Paris, bir yandan ordunun ihtiyaç duyduğu mali ve ayni yardımı, diğer yandan da askeri yardımı detaylandırmaktan kaçınmıyor. “Orduya görevlerini yerine getirebilmesi için gerekli kabiliyetleri sağlamalıyız” diyen Paris hükümeti, İsrail saldırıları sonucunda yaşanan ölüm ve yaralanmalara rağmen ordunun ‘devam eden savaşın bir parçası olmadığını ve savaşın dışında kalacağını’ belirtiyor.
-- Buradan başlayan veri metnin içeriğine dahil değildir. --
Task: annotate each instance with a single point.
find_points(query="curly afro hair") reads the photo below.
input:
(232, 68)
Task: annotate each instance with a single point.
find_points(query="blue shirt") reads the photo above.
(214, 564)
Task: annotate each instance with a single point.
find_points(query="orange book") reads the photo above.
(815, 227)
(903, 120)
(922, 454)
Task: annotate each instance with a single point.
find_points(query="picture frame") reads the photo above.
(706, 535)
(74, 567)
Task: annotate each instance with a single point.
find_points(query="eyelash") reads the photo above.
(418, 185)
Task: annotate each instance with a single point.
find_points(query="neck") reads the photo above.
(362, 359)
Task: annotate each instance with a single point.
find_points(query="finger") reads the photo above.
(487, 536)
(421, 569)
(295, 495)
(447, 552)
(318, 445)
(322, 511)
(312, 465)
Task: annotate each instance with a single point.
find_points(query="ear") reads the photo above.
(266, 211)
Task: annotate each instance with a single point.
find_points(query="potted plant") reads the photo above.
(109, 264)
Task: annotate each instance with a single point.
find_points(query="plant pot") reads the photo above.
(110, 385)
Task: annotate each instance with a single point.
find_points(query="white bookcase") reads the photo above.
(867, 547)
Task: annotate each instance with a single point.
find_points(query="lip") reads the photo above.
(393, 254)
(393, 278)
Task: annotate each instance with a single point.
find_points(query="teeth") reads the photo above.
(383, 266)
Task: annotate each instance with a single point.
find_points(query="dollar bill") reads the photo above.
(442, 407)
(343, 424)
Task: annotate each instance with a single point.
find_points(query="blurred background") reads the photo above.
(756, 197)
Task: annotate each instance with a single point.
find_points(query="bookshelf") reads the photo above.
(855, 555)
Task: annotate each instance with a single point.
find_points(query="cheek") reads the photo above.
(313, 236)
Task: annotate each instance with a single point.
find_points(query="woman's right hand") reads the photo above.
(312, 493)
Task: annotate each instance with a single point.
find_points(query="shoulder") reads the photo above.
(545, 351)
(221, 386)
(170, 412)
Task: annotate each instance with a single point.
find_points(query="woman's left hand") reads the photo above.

İnsani ve askeri desteğin yanı sıra Paris, yüksek katılım düzeyine rağmen konferanstan fazla bir şey beklemiyor. Paris'teki Arap diplomatik kaynaklar, ABD'nin katılım düzeyinin, İsrail ile Hizbullah arasında devam eden savaşa diplomatik bir çözüm bulunması açısından neler çıkabileceğine dair önemli bir işaret olacağını söyledi.

Konferans, Beyaz Saray'ın Özel Temsilci Amos Hochstein ve Dışişleri Bakanı’nı bölgeye gönderdiği sırada gerçekleşiyor. Paris, Macron ve Joe Biden tarafından geçtiğimiz eylül ayı sonunda başlatılan ve çatışmanın çözümü için diplomatik temaslara kapı açan 21 günlük bir ateşkes çağrısında bulunan Fransa-ABD girişimini yeniden harekete geçirmeye çalışıyor. Ancak iki ABD’li diplomatın taşıdığı önerilerde artık söz konusu girişimden bahsedilmiyor.

Üst düzey diplomatik kaynak, Paris'in hareketlerini ABD tarafının yaptıklarıyla ‘koordine ettiğini’ vurguladı. Her halükârda ABD ve Fransa'nın yaklaşımlarının birleştiği bir nokta var: Paris de Washington gibi 2006 tarihli 1701 sayılı BM kararının uygulanmasına bağlı ve ‘6 Ekim'deki (Lübnan-İsrail sınırındaki) duruma geri dönülmeyeceğini’ düşünüyor. Kaynak, bazılarının savaşın durmasının bir yıldan fazla bir süre önce yaşananların silinmesi anlamına geleceğini düşünebileceğini de sözlerine ekledi. Ancak böyle bir şey olmayacak. Paris Hizbullah'a bunu dikkate alması çağrısında bulundu.

Bununla birlikte Fransa, konferansı cumhurbaşkanlığı boşluğunda bir atılım yapmak için kullanmak istiyor ki bu da şüphesiz beklenen açıklamada önemli bir madde olacak.

Bu bağlamda Fransız kaynak, Paris tarafından kabul edilen ve ateşkes olmasa bile bir cumhurbaşkanının hızla seçilmesini öngören önerinin ateşkese ulaşılması için bir katalizör olabileceğini açıkladı. Bu öneri, Lübnan'ın daha sonra tüm Lübnan dosyasıyla ilgili olarak yapılacak temas ve müzakerelerde güçlü bir şekilde yer almasına yardımcı olacak. Kaynak, Paris'in Hizbullah'la iletişim kurmaya devam ettiğini, ancak bugün işlerin daha zor olduğunu kaydetti. Ayrıca Paris, İran'la da çeşitli düzeylerde diyaloğu sürdürüyor. İsrail'le ilişkileri ise son haftalarda yaşanan gerginliğe rağmen, Macron ile İsrail Başbakanı Binyamin Netanyahu arasındaki haftalık iletişimin de gösterdiği gibi normal seyrediyor.